勝連城跡だけじゃない! 「旧勝連」エリアの見どころ教えます

 
人力で通したとは到底思えない迫力の「ワイトゥイ」

人力のみで切り拓いた絶景道路

 本島の勝連エリアにも興味深い史跡がいくつもある。

 まずは平安名区にある断崖を切り開いて通した道「ワイトゥイ」だ。沖縄の言葉で「割って取る」を意味し、文字通り割って開かれたような崖の間に伸びる道だ。

 長年この断崖を上り下りするしか集落間を行き来できなかった村人の不便を解消すべく、地元の有志が集い1932年から3年の月日をかけて人力のみで切り通した道である。道の両サイドは高さ20mにも達する岩壁となっており、長さは150mにも及ぶ。

 その絶景には、地元の人々の揺るぎない信念と労力が滲み出ているかのようだ。

地元に寄り添った平敷屋の英雄

 それから琉球史好きであれば、平敷屋と聞いて思い浮かべるのは平敷屋朝敏だろう。首里生まれの士族ながら、勝連間切平敷屋の脇地頭に配されると身分別け隔てなく人々と接し、水不足に悩む農民のためにため池を造るなど常に地元に寄り添った。

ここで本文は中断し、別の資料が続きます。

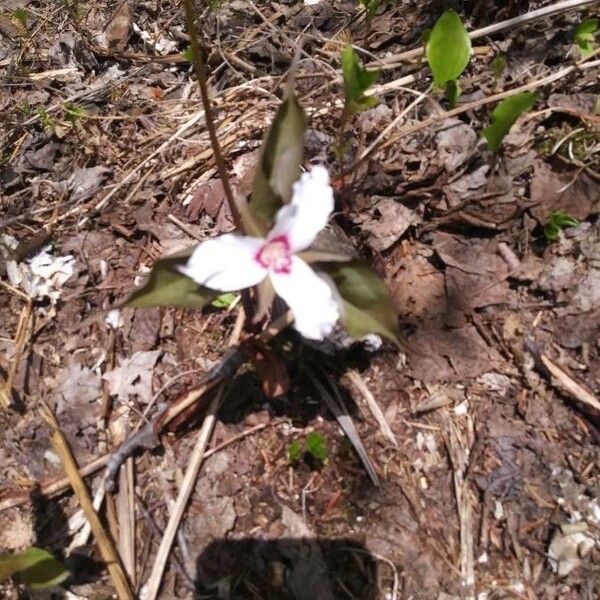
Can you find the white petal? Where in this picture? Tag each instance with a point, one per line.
(310, 297)
(308, 212)
(226, 263)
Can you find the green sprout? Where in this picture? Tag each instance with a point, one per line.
(315, 446)
(557, 221)
(295, 452)
(448, 51)
(224, 300)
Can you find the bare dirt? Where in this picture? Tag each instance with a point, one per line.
(490, 480)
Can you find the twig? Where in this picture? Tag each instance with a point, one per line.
(20, 342)
(567, 383)
(467, 107)
(59, 485)
(105, 543)
(187, 485)
(336, 406)
(226, 369)
(354, 377)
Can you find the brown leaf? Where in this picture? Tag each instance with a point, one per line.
(133, 376)
(385, 223)
(557, 186)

 ため池を掘った際にかき出された土で盛られた丘が「平敷屋タキノー」として今でも残り、米海軍ホワイトビーチを一望できる絶景ポイントとなっている。

王朝時代に盛られた歴史ある「平敷屋タキノー」は、米軍施設も見渡せる公園となっている

 平敷屋朝敏は王府の支配体制や貧富の差の問題などに対して批判的な立場を取り、子弟の教育にも力を入れた。

 さらに和文学者の一面も持っており、当時はタブーとされていた「手水の縁」などの恋愛作品も手掛け、身分の差による恋愛禁制に対しても暗に抵抗した。

 その矢先、時の三司官・蔡温をはじめ、王府の体制を批判した文書を薩摩在番奉行所に投書したとの疑いで罪に問われ、1734年に安謝の処刑場で磔(はりつけ)の刑に処された。

 現在平敷屋タキノーには平敷屋朝敏が詠んだ歌の歌碑と、朝敏を敬愛する地元の人によって書かれた碑文が建てられている

 このように、勝連には城跡だけではなく、さらなる深い歴史を垣間見ることができる史跡が数多く残っている。海中道路で島々に渡るだけではなく、勝連半島の先に積み重ねられている琉球の歴史も堪能してもらいたい。